LongTraceRL: Reinforcement Learning for Long-Context Reasoning via Search Agent Trajectories and Rubric Rewards
LongTraceRL is a new RL training framework for improving long-context reasoning in LLMs, addressing limitations of existing RLVR methods. It constructs challenging training data using multi-hop questions from knowledge graph random walks and tiered distractors derived from search agent trajectories (high-confusability: read but uncited; low-confusability: seen but unopened). A rubric reward provides entity-level process supervision along reasoning chains, applied only to correct responses to prevent reward hacking. Experiments across three LLMs (4B–30B parameters) on five long-context benchmarks show consistent improvements over strong baselines.
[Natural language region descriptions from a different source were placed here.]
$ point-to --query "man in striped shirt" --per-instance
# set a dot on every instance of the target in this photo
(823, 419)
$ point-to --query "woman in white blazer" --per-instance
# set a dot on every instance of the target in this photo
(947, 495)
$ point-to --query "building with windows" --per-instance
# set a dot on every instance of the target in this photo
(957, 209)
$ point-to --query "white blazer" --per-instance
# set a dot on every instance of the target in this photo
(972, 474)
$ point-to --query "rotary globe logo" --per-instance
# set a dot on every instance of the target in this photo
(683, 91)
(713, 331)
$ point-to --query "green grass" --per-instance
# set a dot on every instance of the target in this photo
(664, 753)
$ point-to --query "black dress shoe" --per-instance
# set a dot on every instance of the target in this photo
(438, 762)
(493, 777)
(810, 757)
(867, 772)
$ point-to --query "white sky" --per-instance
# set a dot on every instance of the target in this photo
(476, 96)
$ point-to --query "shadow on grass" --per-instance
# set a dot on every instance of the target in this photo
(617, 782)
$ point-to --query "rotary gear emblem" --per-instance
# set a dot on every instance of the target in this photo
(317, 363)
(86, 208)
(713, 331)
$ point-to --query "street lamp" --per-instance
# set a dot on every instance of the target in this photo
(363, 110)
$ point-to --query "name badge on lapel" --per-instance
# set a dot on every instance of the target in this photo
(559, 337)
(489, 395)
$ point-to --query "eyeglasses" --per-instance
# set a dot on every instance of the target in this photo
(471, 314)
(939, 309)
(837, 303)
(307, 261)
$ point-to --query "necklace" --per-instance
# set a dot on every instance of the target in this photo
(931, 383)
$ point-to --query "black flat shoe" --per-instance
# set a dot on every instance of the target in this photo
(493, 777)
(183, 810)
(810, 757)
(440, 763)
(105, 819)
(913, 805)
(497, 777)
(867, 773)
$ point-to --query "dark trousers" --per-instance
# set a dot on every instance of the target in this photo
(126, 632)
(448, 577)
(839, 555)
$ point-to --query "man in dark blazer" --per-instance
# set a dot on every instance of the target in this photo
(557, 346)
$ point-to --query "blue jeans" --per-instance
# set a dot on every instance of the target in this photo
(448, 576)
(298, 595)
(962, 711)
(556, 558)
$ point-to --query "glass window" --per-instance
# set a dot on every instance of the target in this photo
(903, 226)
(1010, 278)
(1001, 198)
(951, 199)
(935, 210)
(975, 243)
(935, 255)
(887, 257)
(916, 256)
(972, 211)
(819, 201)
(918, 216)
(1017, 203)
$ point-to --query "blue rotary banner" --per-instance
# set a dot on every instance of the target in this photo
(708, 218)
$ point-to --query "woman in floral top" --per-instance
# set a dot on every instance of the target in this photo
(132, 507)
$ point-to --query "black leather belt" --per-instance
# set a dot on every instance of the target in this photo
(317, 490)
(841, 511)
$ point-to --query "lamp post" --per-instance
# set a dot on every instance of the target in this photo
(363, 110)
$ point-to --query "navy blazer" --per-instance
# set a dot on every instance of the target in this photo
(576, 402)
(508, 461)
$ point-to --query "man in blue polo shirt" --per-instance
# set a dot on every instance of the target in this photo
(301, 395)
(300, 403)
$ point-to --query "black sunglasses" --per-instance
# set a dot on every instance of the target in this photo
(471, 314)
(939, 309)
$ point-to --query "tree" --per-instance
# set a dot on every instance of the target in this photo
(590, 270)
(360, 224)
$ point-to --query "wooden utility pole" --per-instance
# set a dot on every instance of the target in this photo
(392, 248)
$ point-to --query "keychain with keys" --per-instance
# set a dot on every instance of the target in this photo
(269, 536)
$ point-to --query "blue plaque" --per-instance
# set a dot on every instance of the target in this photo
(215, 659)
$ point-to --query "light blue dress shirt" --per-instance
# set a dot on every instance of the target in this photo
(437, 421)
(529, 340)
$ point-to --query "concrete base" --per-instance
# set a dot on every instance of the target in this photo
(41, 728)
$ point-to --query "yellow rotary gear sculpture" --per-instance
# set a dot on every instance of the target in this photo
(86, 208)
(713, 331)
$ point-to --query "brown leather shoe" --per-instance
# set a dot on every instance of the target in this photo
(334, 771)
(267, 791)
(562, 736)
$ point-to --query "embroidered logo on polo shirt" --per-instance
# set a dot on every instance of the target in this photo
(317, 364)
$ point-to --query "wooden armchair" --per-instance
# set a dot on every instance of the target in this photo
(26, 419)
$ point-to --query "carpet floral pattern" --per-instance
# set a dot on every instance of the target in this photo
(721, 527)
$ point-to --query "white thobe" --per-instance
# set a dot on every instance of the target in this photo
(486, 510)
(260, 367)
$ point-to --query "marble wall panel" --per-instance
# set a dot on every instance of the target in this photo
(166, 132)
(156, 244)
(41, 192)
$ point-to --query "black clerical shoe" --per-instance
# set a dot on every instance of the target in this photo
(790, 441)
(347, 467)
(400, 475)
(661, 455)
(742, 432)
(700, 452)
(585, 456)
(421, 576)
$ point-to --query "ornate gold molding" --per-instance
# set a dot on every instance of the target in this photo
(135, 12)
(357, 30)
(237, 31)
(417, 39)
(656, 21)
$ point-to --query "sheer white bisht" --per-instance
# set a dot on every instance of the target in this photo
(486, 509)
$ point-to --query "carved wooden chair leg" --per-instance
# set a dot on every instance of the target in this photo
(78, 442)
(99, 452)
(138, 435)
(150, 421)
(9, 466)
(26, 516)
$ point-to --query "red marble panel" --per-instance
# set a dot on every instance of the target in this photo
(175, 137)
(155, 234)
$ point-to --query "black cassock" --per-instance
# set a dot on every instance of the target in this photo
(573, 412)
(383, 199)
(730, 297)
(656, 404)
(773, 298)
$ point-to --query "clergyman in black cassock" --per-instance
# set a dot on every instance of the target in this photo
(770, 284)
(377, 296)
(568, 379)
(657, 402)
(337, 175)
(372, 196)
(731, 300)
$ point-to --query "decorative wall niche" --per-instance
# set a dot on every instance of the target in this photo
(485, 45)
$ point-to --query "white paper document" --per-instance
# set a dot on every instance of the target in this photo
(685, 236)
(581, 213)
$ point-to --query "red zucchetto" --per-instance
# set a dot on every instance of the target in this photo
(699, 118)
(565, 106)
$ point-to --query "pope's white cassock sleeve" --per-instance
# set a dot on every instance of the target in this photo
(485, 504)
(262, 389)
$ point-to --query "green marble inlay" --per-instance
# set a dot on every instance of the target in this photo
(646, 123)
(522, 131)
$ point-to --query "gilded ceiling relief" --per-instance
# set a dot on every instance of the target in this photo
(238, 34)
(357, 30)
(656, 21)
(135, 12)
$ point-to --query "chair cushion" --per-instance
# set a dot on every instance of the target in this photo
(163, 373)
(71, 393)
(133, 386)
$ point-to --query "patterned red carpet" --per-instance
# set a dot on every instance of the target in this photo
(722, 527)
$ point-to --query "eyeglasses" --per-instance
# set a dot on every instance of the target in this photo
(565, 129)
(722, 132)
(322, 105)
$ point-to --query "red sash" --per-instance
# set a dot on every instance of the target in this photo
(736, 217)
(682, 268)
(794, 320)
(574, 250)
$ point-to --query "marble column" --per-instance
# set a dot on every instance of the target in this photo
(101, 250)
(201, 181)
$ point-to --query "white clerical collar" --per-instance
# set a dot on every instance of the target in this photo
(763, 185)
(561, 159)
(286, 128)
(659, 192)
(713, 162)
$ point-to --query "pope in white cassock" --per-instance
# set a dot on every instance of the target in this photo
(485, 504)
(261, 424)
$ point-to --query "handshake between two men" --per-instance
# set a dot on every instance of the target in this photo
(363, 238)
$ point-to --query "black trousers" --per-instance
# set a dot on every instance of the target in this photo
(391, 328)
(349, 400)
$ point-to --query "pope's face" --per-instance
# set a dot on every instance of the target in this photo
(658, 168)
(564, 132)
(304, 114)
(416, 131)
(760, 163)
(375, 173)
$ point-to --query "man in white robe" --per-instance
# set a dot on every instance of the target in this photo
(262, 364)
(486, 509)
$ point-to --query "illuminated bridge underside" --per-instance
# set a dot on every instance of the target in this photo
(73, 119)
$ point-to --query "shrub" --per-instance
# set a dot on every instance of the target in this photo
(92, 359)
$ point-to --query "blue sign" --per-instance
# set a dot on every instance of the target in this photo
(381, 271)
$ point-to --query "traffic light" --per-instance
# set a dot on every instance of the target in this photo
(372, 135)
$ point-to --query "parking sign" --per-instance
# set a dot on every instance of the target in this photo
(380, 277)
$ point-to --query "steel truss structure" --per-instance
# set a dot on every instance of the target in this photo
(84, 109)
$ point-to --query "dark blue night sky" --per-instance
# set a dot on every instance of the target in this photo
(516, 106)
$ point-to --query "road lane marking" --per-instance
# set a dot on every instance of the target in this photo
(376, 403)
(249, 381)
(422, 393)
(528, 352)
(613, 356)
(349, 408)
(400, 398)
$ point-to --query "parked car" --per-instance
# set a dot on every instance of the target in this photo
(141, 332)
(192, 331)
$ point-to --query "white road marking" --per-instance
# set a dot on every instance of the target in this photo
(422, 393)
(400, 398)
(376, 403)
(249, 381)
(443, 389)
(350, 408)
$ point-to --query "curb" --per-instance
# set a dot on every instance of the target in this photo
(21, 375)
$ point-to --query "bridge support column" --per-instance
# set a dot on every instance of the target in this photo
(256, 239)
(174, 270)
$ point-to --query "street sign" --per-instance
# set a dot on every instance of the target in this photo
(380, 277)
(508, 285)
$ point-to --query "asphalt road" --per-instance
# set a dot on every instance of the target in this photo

ContextRL: Context-aware reinforcement learning improves grounding in agentic and multimodal LLMs
Researchers introduce ContextRL, a reinforcement learning method that trains LLMs to select the context that supports a given query-answer pair from two highly similar candidates, rather than supervising only final answers. The approach constructs contrastive context pairs in two domains: coding agent trajectories (1k pairs) and multimodal image pairs (7k pairs). ContextRL achieves +2.2% average gains over standard GRPO on 5 long-horizon benchmarks and +1.8% across 12 visual QA benchmarks, with ablations showing the gains stem from the context-selection objective rather than the contrastive data alone.
Towards Reliable Multilingual LLMs-as-a-Judge: An Empirical Study
This paper systematically investigates strategies for extending LLM-based automatic evaluation (LLMs-as-a-Judge) to multilingual settings, covering high-, mid-, and low-resource languages (English, Spanish, Basque). The authors compare instruction translation, monolingual vs. multilingual supervision, and model size, finding that fine-tuned smaller models can match proprietary models when in-domain data is available, while zero-shot larger models are preferable out-of-domain. Two meta-evaluation datasets are extended to Spanish and Basque, and all data and code are publicly released.
Loong: A Human-Like Long Document Translation Agent with Observe-and-Act Adaptive Context Selection
Loong is a long document translation agent that uses a 3E memory module (Essence-Exemplar-Entity) to store structured historical context, replacing passive full-context attention with RL-optimized adaptive context selection. The agent learns its context retrieval policy via reinforcement learning on self-sampled reasoning trajectories. Evaluations show average gains of up to 13.0 points across three metrics in English↔Chinese, German, and French translation directions, with strong generalization and robustness to noise in ultra-long documents.
Aligning language models to follow instructions
OpenAI published a blog post describing their work on aligning language models to follow human instructions, corresponding to the InstructGPT research. This work introduced reinforcement learning from human feedback (RLHF) as a core technique for training models to be more helpful, honest, and aligned with user intent. The approach demonstrated that smaller instruction-tuned models could outperform larger base models on human preference evaluations, marking a foundational shift in how language models are trained and deployed.